Big SC win for media as govt can’t invoke OSA to hide secrets, but govt should use the chance to argue merits of its decisions.
It was never clear why Attorney General KK Venugopal argued that the documents on the Rafale deal published by The Hindu should not be relied upon by the Supreme Court since they were ‘stolen’ and were confidential government papers. After all, and this is the question the judges asked when he made the original submission, if the documents are genuine and make a compelling point, how does it matter if they are stolen or not? In the event, it is not surprising that the Supreme Court, in a bench led by Chief Justice Ranjan Gogoi, ruled in favour of the petitioners being allowed to use the documents to argue their case.
This is a big victory for journalists since it means that future governments can’t try and discredit their investigation – or worse, apply the Official Secrets Act on them with impunity – which is based on documents the government wants to keep secret. Indeed, it was always odd that the government took this view since, first, this gave the impression the government had something to hide; and, second, if this logic was to be used, many of the documents used to prove corruption in various UPA deals would also become inadmissible in court.
There are three documents in question that the government wanted to be kept away from the court, all from the ministry of defence. One document, for instance, is a November 2015 note by the then defence secretary who objected to the PMO also carrying out a negotiation with the French while a negotiating committee was doing the same thing; then defence minister Manohar Parrikar, however, had overruled the objection and said that this appeared to be an over-reaction as the PMO and the French President’s office monitoring the progress was part of the agreement of prime minister Modi and French president Macron. There is another note that discusses the French demand for waivers for sovereign guarantees, and the Indian government agreeing to it, among other issues; the lack of a French government guarantee, for instance, meant the deal wasn’t quite a government-to-government one as claimed by the Indian side.
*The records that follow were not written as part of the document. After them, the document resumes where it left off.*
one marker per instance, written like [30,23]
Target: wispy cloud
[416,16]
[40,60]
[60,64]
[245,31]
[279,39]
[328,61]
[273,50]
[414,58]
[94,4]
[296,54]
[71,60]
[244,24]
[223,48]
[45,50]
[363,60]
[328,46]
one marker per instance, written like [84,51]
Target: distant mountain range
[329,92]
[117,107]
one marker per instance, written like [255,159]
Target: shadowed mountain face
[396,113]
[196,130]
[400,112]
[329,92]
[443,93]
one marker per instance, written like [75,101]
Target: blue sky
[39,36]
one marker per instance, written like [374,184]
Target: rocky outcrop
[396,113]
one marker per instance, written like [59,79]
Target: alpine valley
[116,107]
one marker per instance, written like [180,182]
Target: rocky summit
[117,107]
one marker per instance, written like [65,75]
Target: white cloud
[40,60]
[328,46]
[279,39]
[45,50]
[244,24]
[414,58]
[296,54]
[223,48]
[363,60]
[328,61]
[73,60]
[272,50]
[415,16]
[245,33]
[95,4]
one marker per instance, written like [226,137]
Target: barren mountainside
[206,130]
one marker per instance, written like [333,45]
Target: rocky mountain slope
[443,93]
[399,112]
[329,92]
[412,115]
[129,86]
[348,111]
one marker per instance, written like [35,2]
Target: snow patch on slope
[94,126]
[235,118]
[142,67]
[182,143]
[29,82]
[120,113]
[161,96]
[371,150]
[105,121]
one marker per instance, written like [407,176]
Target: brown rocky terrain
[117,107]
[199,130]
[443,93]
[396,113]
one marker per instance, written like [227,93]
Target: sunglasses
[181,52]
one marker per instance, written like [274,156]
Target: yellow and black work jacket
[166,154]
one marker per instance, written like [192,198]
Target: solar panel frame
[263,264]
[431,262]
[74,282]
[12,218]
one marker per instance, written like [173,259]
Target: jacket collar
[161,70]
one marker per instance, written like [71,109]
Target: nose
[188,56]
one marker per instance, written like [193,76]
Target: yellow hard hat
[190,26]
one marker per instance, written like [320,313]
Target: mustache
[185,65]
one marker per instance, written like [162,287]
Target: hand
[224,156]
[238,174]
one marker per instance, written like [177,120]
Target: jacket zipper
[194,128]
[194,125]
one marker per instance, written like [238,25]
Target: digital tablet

There is also the dissent note of three members of the seven-member negotiation committee that raised most of these issues as well as others on whether the price was too high. One issue raised, for instance, pertains to why the EADS offer of a 20% discount – made after Rafale was awarded the tender for 126 jets based on its lower bid – shouldn’t be used to negotiate the price of the NDA’s 36-jet deal; the other four members of the negotiating committee argued this was an unsolicited offer and so was invalid. Similarly, the dissent note argued that the India-specific enhancements were too costly while the others on the committee didn’t hold the same view.
Now that the issue is going to be argued fully in the Supreme Court, presumably, the government will also make available the notes of the others in the negotiating committee who were, in fact, in the majority. More important, the reasons for overruling these objections need to be made public; the government, after all, is well within its rights to reject the advice of its officials if the reasons are valid.
While the crux of the argument seems to be about whether the UPA’s ‘deal’ for 126 aircraft was cheaper, the fact is that the UPA’s ‘deal’ was never completed because the French didn’t agree to guarantee the aircraft made under license by HAL and, indeed, the costs of the aircraft would have made Rafale a more expensive aircraft since HAL’s labour costs were much higher than those being charged by Rafale at its French facilities. As the CAG report on Rafale put it, “the above two issues led to a stalemate in negotiations…Five years after the bid, and after three years of evaluation and negotiations, there was no finalisation”.
Also, given what the Mallikarjun Kharge-headed Parliamentary Accounts Committee said about HAL’s delays – decades, in the case of the LCA – this would probably have delayed the Air Force getting the Rafale as well; indeed, as the CAG pointed out, it took 180 months to sign the initial contract in the UPA regime. A telling chart in the CAG report points to the fact that it took 96 months for the armed forces to sign a contract for a Doppler Weather Radar while it took the Met department just nine months to conclude.
Defence purchases are not just about the price, speed is also of the essence and has to be regarded as an essential component of any contract. If it is not, the takeaway for subsequent governments will be that it is better not to sign a deal for fear of being tripped up in the future; indeed, when AK Antony was the UPA’s defence minister, he was reluctant to push most acquisitions for this reason, and, it is still not clear what he meant when he said, recently, that he had intentionally delayed the Rafale deal in the national interest. The SC case is a great opportunity for the government to present its case in detail; trying to hide under the Official Secrets Act was always a bad idea, and gave the impression that the government had something to hide.